March 14, 2006
NYC Theatre Review
Written by GWEN OREL
"33 to Nothing" has a good beat. You can dance to it. Or, at least, nod your head to its downtown Bowie-cum-Coldplay groove. Labeled a "play with music," this latest production from the Argo Theater Company about a band's breakup is a cross between a play and a house concert. Although some of the best musicians don't act very well, and some of the best actors have more attitude than musical chops, it's a lively experiment that combines heartache, humor and powerful songs.
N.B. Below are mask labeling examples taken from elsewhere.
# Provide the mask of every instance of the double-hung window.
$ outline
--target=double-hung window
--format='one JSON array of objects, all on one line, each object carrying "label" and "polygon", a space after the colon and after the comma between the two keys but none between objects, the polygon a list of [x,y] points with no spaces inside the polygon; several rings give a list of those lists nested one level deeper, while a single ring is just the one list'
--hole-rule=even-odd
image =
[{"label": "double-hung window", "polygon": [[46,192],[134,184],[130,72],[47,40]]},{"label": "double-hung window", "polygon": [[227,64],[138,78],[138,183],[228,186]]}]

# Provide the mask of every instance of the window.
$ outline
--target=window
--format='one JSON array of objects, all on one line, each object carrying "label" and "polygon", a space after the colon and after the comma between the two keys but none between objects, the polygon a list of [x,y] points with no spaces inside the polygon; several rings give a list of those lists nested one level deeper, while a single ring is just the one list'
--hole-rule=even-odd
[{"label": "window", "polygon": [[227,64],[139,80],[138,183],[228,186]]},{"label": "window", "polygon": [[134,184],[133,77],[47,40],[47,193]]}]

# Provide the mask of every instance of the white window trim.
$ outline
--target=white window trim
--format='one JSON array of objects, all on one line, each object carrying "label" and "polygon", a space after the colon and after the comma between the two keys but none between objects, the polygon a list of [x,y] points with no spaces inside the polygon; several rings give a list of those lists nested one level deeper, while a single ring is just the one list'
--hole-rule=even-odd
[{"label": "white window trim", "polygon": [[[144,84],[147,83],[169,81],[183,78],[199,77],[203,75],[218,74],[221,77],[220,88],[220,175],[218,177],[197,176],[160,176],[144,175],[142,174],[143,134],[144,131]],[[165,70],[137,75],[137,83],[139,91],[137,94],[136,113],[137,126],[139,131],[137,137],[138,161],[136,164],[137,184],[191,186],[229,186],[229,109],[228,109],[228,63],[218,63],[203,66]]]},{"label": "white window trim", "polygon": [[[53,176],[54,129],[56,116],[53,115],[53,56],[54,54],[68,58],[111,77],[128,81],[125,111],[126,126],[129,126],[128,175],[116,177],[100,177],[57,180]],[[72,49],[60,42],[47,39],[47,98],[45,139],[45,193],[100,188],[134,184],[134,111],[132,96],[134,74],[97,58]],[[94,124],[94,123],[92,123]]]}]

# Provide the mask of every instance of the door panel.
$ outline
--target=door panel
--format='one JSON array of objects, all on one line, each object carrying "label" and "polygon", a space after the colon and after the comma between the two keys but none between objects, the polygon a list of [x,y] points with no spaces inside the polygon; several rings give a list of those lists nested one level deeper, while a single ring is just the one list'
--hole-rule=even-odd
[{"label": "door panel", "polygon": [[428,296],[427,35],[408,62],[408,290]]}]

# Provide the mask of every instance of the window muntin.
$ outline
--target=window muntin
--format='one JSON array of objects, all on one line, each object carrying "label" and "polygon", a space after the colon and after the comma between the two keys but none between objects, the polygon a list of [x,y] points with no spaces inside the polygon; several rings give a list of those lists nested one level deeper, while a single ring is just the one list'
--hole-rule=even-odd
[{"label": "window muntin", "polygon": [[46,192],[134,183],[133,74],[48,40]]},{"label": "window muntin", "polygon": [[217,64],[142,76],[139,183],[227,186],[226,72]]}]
Playing in a dilapidated rehearsal room, the band is led by Gray (Grant James Varjas). (Mr. Varjas also wrote the play and the songs, except for "Lost to Me," which includes music by John Good, who directed the play and has the role of Tyler.) Gray is 36, balding, still in love with his bandmate Bri (Preston Clarke) and flailing through life. All his songs are about his breakup with Bri. This makes it hard for Bri, but also adds comic punch to the rehearsal. Rounding out the band are the drummer, Barry (Ken Forman), who is as enthusiastic as a puppy, and the sarcastic, straight-talking bass player, Alex (Amanda Gruss), who is married to Beach Boys-handsome Tyler.
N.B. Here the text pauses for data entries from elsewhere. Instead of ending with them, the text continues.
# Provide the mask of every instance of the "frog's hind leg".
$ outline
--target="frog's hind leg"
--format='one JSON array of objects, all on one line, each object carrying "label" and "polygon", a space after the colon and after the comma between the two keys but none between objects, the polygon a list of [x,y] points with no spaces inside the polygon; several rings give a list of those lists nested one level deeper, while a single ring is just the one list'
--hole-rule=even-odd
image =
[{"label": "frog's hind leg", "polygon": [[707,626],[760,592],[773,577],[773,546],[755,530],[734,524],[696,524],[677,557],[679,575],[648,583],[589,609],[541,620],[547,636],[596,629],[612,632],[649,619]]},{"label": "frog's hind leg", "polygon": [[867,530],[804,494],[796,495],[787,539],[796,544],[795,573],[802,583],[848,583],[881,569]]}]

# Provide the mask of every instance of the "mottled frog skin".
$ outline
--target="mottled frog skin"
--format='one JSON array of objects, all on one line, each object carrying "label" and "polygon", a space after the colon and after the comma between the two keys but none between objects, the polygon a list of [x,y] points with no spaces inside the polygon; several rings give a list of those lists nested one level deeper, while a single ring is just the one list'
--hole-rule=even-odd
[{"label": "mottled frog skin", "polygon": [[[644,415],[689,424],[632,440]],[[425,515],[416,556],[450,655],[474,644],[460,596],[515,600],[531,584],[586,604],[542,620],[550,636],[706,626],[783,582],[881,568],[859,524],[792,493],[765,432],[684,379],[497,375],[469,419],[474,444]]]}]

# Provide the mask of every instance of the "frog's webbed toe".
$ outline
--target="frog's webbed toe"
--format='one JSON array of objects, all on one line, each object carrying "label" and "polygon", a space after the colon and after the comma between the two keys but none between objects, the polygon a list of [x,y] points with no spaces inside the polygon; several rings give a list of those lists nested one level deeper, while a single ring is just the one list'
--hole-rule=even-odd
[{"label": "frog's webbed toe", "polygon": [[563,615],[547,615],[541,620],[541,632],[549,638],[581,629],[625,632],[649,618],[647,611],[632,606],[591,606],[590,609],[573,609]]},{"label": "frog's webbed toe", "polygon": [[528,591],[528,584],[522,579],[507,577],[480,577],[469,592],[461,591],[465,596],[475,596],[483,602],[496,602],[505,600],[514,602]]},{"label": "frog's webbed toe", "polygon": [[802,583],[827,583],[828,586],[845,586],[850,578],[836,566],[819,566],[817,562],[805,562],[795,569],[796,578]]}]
The banter is sharp, particularly the snarky comments about other bands. Bowie is an "ex-gay" who "reneged on us." Gray tells Alex, about her relationship with Tyler, "I should've known you would go all Yoko on us."
Audience members might recognize elements of the Beatles' film "Let It Be," the rock-musical "Hedwig and the Angry Inch" and scenes from Cameron Crowe's fictionalized autobiographical film, "Almost Famous." Structurally, though, the play is lacking; when Bri protests to Gray that the band is "too much you," he could be speaking about the play itself. Although Mr. Varjas is twitchily expressive, Gray has the only fully realized character. Exposition is occasionally clumsy, and the end falls flat. Still, "33 to Nothing" is dynamic and alive. With some more studio time, it has the makings of a hit.